Le syndrome coronarien chronique, ou angine de poitrine, est la forme la plus courante de maladie cardiovasculaire et demeure la principale cause de mortalité dans les pays développés. En France, 1,5 million de personnes sont affectées, dont près de la moitié ont plus de 75 ans, rapporte TopTribune.

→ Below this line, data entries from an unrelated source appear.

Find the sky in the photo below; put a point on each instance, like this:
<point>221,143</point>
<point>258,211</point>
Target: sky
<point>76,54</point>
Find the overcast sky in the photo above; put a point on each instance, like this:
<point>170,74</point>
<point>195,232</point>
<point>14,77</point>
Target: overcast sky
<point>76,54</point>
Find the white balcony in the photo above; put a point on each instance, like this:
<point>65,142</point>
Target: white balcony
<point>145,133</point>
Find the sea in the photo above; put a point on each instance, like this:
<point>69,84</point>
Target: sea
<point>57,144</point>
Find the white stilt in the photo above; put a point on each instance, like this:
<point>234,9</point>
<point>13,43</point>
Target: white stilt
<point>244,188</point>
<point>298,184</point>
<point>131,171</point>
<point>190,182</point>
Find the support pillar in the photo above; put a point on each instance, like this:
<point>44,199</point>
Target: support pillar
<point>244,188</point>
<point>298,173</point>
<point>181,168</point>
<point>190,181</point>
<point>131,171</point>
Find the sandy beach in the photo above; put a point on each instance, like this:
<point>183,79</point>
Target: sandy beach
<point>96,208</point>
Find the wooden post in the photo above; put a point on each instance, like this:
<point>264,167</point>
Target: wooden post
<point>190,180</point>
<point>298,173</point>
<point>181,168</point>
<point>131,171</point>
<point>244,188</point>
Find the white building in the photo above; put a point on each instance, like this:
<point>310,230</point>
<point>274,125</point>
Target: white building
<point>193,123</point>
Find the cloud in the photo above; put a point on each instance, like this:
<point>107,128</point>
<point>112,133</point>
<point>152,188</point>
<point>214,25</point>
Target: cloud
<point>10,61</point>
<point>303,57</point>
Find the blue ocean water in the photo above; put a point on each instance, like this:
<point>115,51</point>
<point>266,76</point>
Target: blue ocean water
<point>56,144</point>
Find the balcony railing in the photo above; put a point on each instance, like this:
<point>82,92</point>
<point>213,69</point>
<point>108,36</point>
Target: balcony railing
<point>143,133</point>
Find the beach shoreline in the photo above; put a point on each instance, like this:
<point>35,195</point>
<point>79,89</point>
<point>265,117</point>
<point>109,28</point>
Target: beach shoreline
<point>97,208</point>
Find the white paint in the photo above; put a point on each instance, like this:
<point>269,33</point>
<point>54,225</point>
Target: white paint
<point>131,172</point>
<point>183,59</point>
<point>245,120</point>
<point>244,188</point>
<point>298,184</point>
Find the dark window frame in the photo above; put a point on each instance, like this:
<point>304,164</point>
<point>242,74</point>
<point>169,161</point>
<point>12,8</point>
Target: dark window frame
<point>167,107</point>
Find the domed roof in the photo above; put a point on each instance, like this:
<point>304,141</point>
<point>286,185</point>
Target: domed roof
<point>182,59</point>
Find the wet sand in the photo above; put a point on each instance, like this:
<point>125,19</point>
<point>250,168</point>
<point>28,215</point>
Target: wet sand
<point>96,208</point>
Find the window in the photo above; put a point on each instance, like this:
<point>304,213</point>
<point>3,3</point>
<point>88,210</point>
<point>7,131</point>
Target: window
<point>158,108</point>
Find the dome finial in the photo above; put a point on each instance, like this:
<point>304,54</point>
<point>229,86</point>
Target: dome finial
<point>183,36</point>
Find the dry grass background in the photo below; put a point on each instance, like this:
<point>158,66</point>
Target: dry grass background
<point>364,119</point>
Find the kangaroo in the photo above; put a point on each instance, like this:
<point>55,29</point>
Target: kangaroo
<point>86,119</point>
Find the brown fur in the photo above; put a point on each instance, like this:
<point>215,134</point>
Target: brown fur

Ces patients sont généralement traités par un antiagrégant plaquettaire, le plus souvent de l’aspirine à faible dose, prescrite à vie pour réduire le risque de formation de caillots et prévenir les accidents cardiaques. Cependant, beaucoup reçoivent aussi un anticoagulant, surtout en cas de troubles du rythme cardiaque tels que la fibrillation atriale.
Ne pas combiner les deux…
La question cruciale que se posaient les médecins était : la combinaison de l’aspirine et de l’anticoagulant est-elle nécessaire ? Une étude menée dans 51 centres cardiologiques, résultant de la fusion de trois projets des CHU de Brest, Lille et Nîmes, a répondu négativement. Les résultats montrent que l’aspirine n’offre aucune protection supplémentaire contre les récidives cardiaques lorsqu’elle est associée à un anticoagulant.
Les hémorragies en hausse
L’étude, qui a concerné 872 patients à haut risque de récidive, a dû être interrompue en raison d’une augmentation significative des hémorragies chez ceux sous aspirine. « Ces résultats sont clairs et pourraient modifier les prochaines recommandations internationales de cardiologie », affirment les auteurs. Ils suggèrent que, pour les patients coronariens chroniques, y compris ceux à risque élevé, l’aspirine ne doit pas être prescrite à long terme avec un anticoagulant, notamment lorsque ce dernier est nécessaire pour une fibrillation atriale.
Il est important de noter que si vous êtes un patient coronarien sous anticoagulant et aspirine, il est essentiel de ne jamais modifier ou arrêter votre traitement sans avis médical.